Bij brief van 25 juli 2006 heeft verweerder een verweerschrift ingediend.
Na afloop van het vooronderzoek zijn nadere stukken ontvangen van appellanten. Deze zijn aan de andere partijen verzonden.
De zaak is door een meervoudige kamer van de Afdeling verwezen naar een enkelvoudige.
De Afdeling heeft de zaak ter zitting behandeld op 3 november 2006, waar appellanten in persoon, bijgestaan door mr. R. Reinsma, advocaat te Sneek, en verweerder, vertegenwoordigd door M. Zuijderduijn, medewerker van milieuadviesbureau "Milcura Overheidsadvisering B.V." en J. Popping, ambtenaar van de gemeente, zijn verschenen. Voorts is als partij gehoord vergunninghouder.

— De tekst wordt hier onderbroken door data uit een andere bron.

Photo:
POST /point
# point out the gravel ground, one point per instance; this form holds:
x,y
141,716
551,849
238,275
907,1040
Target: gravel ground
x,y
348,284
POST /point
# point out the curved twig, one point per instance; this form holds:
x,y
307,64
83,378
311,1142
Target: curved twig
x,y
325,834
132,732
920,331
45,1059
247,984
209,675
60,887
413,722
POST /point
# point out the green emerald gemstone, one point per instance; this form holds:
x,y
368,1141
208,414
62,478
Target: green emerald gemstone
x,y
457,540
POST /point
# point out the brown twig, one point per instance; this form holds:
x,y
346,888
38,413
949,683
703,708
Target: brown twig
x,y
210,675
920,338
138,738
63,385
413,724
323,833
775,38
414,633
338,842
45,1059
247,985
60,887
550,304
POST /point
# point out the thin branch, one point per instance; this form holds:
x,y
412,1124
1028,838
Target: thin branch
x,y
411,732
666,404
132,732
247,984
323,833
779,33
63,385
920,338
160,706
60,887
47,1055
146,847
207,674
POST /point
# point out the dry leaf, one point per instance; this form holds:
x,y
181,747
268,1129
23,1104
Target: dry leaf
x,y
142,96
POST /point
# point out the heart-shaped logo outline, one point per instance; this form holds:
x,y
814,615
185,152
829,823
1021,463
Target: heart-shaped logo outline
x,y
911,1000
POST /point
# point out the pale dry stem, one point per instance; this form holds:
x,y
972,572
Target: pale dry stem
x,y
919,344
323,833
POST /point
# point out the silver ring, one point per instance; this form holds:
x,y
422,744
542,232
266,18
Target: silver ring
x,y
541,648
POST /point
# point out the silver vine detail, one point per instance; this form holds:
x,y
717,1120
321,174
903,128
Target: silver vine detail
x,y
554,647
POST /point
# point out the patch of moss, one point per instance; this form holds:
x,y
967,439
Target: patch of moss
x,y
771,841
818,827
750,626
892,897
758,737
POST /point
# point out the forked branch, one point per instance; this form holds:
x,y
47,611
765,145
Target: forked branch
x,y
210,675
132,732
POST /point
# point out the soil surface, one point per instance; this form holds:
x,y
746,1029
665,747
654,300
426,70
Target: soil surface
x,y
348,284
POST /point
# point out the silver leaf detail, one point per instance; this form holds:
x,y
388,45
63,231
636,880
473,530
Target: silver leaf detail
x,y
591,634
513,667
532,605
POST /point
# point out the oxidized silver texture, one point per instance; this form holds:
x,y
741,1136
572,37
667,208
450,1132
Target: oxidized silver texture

2.1. Ingevolge artikel 6:13 van de Algemene wet bestuursrecht, voor zover hier van belang, kan geen beroep worden ingesteld door een belanghebbende aan wie redelijkerwijs kan worden verweten dat hij geen zienswijzen als bedoeld in artikel 3:15 naar voren heeft gebracht.
Dit artikel moet, gezien de wetsgeschiedenis (Kamerstukken II 2003/04, 29421, nr. 3, blz. 5 e.v. en nr. 11), aldus worden uitgelegd dat een belanghebbende slechts beroep kan instellen tegen onderdelen van een besluit waarover hij een zienswijze naar voren heeft gebracht, tenzij hem redelijkerwijs niet kan worden verweten over een onderdeel geen zienswijze naar voren te hebben gebracht.
Aan een besluit inzake een vergunning als bedoeld in de Wet milieubeheer ligt een aantal beslissingen over de aanvaardbaarheid van verschillende categorieën milieugevolgen, zoals geluidemissie en geuremissie, ten grondslag. Deze beslissingen kunnen naar het oordeel van de Afdeling als onderdelen in vorenbedoelde zin van dat besluit worden beschouwd. Gelet hierop en gezien de weergegeven uitleg van artikel 6:13, kunnen in beroep in beginsel slechts categorieën milieugevolgen aan de orde worden gesteld waarover een zienswijze naar voren is gebracht.
Appellanten hebben tegen het ontwerpbesluit onder meer zienswijzen naar voren gebracht over stofhinder, brandgevaar, trillinghinder en de gevoeligheid van palingen voor ziekten. De beroepsgronden dat niet duidelijk is of de opslag en verwerking van riet is vergund, dat daaromtrent voorschriften ontbreken en dat voorschrift 1.4 niet toereikend is, hebben eveneens (mede) betrekking op voornoemde categorieën milieugevolgen Gelet hierop is er - anders dan verweerder stelt - geen grond voor niet-ontvankelijkverklaring van het beroep op deze punten.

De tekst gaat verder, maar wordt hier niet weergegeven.